Lawrence Millman


If a complete stranger came up to you and began detailing what he thought were your numerous sins, you'd probably be pretty annoyed, but the Inuit were usually quite accommodating to their sin-obsessed visitors -- i.e., missionaries. On one occasion, however, they reached their limit. In 1913, two beleaguered Oblate missionaries, Fathers Rouviere and Le Roux, were sledging south from the Coppermine district. Since their dogs were worn out, they harnessed a pair of Inuit, Sinnisiak and Uluksuk, to their komatik. The Inuit became worn out themselves, but the Fathers insisted that they continue pulling. One thing led to another, and the Inuit ended up killing the not necessarily good Fathers.

Bloody Falls of the Coppermine, just published by Random House, is an account of these killings and the subsequent trial of the two Inuit in Edmonton. According to the jacket note, its author, McKay Jenkins, is the Tilghman Professor of English and Journalism at the University of Delaware. As I read his book, I found myself wondering what kind of students Professor McKay is churning out. For he seems not to be someone who believes in homework, or at least his own homework. Seemingly unaware that "Barren Lands" refers to a specific landscape, he uses the phrase to describe nearly all of the Canadian North. He talks about Arctic winters being "five months of utter darkness," and likewise thinks the Inuit and the Innu are the same people. Travel conditions never fail to be "inhuman" or "dreadful." That McKay's only trip to the Arctic was a flying visit to Kugluktuk in the summer is dramatically, indeed painfully obvious. Nor does our author appear to have a very high regard for accuracy. Sir John Franklin did not come to "a catastrophic end" in the Barren Lands, or even in what McKay misconstrues as the Barren Lands. Gabriel Breynat was not the only white man living in the Barren Lands (there's that phrase again!) in the early years of the 20th century. Also, McKay steals tidbits of information about John Hornby from George Whalley's excellent book The Legend of John Hornby and somehow manages to turn them into erroneous information -- quite a feat. Incidentally, who is Farley Mowatt [sic]?

So why have I gone to the trouble of describing what seems to me a not very good book? Because some other reviewer -- for Time, say, or the New York Times Book Review -- is going to recommend it to you. For it purveys a currently crowd-pleasing subject -- namely, that bad things happen to people in cold places. First came Into Thin Air, Jon Krakauer's account of an expensive Everest disaster, then came a veritable slew of books about Arctic and Antarctic disasters. Now every writer, but especially writers with no knowledge of cold places, wants to get into the act.

Consider a Los Angeles TV producer named Jennifer Niven. A few years ago she wrote The Ice Master, a book about the Karluk incident in the Siberian Arctic. Her credentials included an almost total ignorance of the Arctic, its history, and its geography.
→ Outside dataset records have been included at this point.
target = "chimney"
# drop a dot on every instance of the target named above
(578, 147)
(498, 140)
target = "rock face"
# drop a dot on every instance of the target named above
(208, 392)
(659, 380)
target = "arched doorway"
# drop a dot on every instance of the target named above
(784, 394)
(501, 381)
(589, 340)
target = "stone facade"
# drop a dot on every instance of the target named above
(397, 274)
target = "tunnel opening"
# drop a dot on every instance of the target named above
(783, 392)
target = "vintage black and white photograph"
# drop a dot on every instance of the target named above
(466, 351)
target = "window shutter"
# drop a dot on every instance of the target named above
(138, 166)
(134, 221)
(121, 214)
Thus she has Captain Bob Bartlett leading Peary to the North Pole; she refers to the Chukchi as Eskimos; she describes ice in a manner (she evokes ice rides "as high as mountains") that suggests her only experience of it may derive from cocktails; and so on. In spite of or perhaps because of such inaccuracies, The Ice Master was a big seller, and Niven went on to write its sequel, an equally error-filled book entitled Ada Blackjack.
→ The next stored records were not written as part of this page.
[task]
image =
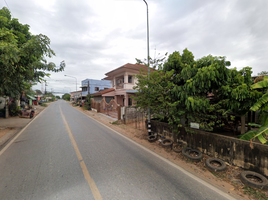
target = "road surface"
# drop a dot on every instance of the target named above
(64, 154)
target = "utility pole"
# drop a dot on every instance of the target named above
(148, 63)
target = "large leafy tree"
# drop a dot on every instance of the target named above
(204, 91)
(22, 56)
(262, 105)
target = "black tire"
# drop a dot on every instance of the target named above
(209, 163)
(31, 114)
(185, 151)
(178, 147)
(198, 155)
(167, 143)
(152, 138)
(248, 176)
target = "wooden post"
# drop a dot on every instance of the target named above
(243, 124)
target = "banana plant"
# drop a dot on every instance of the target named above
(261, 104)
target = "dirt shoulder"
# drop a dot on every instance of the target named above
(227, 181)
(9, 127)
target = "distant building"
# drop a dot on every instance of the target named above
(122, 81)
(75, 95)
(91, 86)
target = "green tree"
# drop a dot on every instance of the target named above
(22, 56)
(66, 97)
(262, 105)
(203, 91)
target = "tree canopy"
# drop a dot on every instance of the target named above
(22, 55)
(205, 91)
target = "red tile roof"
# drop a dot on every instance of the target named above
(130, 66)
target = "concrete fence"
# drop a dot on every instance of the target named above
(232, 150)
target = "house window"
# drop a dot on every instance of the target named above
(129, 102)
(129, 79)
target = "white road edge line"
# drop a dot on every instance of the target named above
(10, 142)
(169, 162)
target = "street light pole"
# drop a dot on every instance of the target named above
(75, 82)
(148, 63)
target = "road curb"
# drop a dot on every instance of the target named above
(14, 132)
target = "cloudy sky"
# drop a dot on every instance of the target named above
(97, 36)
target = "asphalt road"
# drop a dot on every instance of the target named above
(64, 154)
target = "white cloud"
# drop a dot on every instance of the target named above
(94, 37)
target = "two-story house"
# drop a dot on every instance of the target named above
(123, 80)
(91, 86)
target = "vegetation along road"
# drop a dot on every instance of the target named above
(64, 154)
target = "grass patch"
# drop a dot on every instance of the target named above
(258, 194)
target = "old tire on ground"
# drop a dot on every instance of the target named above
(185, 151)
(167, 143)
(178, 147)
(215, 164)
(152, 138)
(254, 180)
(194, 154)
If you're a publisher, you want to take advantage of a trend before it peaks, so you rush your trend-embracing book into print without subjecting it to anything other than a cursory fact check. Meanwhile, you collect a clutch of laudatory blurbs, usually from the author's friends, and put them on the jacket. Never mind that these blurbs have nothing to do with the book (phrases like "an indispensable work of historical reportage" and "well-researched" show up on the back of Bloody Falls of the Coppermine).

A book of this sort does a great disservice to the future. A hundred years from now, the people who read it will assume that it's accurate, and they'll view the world it describes accordingly. Also, they'll think the Arctic was a perfectly appalling place before global warming melted it.